Diffuse brainstem tumors are the most difficult type of pediatric CNS malignancy to treat. These inoperable lesions are treated with radiation alone or in combination with chemotherapy, and the survival rate is less than 10%. It is therefore essential to develop a reliable animal model to screen new therapeutic agents for the treatment of this type of tumor.

Methods

A multipotent human glioblastoma stemlike neurosphere line, 060919, was established from a surgically resected glioblastoma specimen; when cells were implanted intracranially into athymic nude mice, they formed invasive, vascular tumors that exhibited the features of glioblastoma. Ten female Fischer 344 rats received an injection of 75,000 F98 rat glioma cells and 10 female athymic nude rats received an injection of 75,000 060919 human glioblastoma stemlike cells in the pontine tegmentum of the brainstem.
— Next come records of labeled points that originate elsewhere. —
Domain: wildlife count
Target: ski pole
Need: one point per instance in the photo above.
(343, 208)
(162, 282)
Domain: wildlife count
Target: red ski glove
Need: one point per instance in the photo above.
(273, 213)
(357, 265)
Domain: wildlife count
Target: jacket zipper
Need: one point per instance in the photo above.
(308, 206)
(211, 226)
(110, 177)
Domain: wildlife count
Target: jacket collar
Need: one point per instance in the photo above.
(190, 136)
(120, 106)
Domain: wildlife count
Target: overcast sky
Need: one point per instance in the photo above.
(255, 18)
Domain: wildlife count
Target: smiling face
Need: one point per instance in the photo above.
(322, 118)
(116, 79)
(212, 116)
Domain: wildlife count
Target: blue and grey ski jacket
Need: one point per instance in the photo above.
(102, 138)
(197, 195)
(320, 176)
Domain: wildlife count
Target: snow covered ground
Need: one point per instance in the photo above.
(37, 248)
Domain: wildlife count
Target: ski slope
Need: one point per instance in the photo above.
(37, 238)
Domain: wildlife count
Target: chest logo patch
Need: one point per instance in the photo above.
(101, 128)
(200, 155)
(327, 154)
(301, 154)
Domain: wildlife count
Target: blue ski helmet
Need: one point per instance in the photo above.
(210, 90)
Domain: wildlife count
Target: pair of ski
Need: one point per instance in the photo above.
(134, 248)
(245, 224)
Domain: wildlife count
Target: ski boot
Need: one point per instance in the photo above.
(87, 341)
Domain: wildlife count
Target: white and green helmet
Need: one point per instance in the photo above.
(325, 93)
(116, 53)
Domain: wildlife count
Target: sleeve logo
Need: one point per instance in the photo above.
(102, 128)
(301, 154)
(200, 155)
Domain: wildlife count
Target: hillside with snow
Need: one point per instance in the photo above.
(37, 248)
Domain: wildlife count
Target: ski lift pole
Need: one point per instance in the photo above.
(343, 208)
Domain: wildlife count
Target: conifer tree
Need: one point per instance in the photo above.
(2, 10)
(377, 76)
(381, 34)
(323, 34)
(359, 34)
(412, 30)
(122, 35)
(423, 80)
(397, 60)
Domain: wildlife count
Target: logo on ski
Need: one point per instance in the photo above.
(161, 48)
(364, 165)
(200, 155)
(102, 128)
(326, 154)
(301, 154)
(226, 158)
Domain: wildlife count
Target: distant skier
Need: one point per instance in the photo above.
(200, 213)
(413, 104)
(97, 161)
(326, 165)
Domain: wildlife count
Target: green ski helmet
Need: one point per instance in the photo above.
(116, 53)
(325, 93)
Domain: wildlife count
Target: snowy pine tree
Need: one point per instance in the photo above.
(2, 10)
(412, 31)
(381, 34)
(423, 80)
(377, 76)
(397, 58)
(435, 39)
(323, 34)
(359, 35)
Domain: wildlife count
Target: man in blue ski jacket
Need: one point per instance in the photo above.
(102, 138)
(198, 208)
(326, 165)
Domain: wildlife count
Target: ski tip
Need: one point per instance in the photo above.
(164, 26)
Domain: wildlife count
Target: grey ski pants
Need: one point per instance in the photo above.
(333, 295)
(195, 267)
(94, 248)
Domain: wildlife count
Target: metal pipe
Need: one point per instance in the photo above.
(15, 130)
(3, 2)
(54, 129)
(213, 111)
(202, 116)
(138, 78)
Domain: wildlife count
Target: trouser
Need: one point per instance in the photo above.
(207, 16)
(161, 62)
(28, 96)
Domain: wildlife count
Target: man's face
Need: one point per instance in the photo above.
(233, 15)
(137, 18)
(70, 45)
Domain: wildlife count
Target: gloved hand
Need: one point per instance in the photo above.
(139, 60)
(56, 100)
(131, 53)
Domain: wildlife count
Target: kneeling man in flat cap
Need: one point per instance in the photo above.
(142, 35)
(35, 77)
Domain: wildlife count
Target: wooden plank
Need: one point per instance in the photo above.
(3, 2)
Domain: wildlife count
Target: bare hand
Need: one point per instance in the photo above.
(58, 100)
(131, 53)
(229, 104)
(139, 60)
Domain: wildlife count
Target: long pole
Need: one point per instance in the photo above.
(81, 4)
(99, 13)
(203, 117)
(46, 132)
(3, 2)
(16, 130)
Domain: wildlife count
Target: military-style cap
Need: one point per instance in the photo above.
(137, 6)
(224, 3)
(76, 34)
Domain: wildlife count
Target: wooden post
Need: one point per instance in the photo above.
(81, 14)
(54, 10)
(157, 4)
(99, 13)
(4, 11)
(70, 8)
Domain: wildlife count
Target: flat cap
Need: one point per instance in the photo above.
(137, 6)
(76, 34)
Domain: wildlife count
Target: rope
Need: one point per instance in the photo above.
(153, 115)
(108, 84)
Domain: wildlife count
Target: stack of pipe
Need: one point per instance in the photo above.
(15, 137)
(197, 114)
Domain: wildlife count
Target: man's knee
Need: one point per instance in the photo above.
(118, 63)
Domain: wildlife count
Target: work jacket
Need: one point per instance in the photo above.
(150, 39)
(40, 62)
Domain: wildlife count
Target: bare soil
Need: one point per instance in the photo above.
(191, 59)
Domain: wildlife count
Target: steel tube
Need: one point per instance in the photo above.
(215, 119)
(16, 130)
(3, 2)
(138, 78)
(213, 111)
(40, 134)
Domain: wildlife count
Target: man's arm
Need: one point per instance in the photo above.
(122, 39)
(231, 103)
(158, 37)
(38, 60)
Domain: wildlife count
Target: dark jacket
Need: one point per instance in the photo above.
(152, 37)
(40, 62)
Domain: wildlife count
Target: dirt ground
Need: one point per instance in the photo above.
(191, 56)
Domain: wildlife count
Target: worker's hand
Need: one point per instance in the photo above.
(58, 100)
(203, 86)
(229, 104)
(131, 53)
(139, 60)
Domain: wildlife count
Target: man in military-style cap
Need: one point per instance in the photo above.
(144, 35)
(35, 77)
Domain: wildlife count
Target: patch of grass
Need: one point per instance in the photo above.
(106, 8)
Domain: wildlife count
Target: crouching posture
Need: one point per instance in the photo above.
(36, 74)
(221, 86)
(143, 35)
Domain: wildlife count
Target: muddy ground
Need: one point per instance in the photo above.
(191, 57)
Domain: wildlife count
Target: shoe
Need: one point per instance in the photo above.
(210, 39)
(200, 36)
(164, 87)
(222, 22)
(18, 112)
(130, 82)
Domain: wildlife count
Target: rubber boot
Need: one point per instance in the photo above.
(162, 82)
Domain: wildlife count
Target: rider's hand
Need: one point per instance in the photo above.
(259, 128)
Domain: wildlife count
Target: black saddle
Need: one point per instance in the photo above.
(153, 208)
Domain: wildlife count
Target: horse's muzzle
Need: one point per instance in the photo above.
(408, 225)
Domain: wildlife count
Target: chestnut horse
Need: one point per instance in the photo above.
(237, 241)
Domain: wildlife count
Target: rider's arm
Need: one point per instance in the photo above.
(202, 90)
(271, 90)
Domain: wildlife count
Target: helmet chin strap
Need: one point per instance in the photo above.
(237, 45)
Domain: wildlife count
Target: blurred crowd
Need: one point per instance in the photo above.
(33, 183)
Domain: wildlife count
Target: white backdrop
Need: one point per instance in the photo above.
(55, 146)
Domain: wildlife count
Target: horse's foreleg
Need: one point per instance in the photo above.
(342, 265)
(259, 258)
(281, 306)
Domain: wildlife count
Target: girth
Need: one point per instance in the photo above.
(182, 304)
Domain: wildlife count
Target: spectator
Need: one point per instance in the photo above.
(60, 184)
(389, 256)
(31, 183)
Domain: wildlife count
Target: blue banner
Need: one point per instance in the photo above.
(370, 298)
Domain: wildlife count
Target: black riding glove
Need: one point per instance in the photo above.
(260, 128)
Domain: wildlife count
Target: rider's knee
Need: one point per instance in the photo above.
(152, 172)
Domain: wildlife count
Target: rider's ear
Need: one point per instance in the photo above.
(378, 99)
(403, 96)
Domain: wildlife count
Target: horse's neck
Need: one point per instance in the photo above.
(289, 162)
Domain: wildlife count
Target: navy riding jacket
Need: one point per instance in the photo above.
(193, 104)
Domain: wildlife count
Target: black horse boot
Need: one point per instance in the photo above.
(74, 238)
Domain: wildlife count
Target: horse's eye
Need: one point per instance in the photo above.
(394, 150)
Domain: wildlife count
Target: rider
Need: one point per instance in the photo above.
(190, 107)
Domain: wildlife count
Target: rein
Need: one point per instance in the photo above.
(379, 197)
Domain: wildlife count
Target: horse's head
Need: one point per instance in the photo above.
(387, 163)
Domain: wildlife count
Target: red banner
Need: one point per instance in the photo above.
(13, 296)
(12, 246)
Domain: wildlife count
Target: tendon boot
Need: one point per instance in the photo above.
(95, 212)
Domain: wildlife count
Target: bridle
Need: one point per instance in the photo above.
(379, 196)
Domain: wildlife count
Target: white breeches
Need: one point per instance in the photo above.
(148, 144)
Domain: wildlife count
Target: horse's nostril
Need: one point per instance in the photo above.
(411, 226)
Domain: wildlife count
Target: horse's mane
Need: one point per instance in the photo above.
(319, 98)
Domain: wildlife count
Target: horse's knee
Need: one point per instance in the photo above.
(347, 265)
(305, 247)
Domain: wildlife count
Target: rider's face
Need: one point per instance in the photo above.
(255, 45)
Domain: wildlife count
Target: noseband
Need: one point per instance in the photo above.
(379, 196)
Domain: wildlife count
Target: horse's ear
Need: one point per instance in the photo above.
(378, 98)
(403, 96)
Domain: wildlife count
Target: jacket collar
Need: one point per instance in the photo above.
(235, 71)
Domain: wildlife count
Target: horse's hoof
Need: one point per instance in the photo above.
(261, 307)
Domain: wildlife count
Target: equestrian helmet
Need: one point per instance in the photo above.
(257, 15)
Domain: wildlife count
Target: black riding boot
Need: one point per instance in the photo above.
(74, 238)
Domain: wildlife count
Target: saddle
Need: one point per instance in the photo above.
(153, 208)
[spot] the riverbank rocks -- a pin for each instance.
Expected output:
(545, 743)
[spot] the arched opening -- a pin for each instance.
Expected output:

A control group of 5 female Fischer rats received an injection of saline in the same location as the animals in the tumor groups. Kaplan-Meier curves were generated for survival, and brains were processed postmortem for histopathological investigation.

Results

Both F98 cells and 060919 cells grew in 100% of the animals injected. Median survival of animals injected with F98 was 15 days, consistent with the authors' previous reports on the establishment of the brainstem tumor model using the F98 rat glioma line. Median survival of animals injected with 060919 was 31 days. Histopathological analysis of the tumors confirmed the presence of brainstem lesions in animals that received brainstem injections of F98 and in animals that received brainstem injections of 060919. The 060919 brainstem tumors histologically resembled glioblastoma.

Conclusions

Tumor take and median survival were consistent for animals injected in the brainstem with either the established F98 rat glioma cell line or the 060919 human glioblastoma stemlike neurosphere line. Histopathological features of the 060919 brainstem tumors resembled glioblastoma. Establishment of this human glioblastoma stemlike brainstem animal model will improve the evaluation and identification of more efficacious agents for the treatment of high-grade brainstem tumors.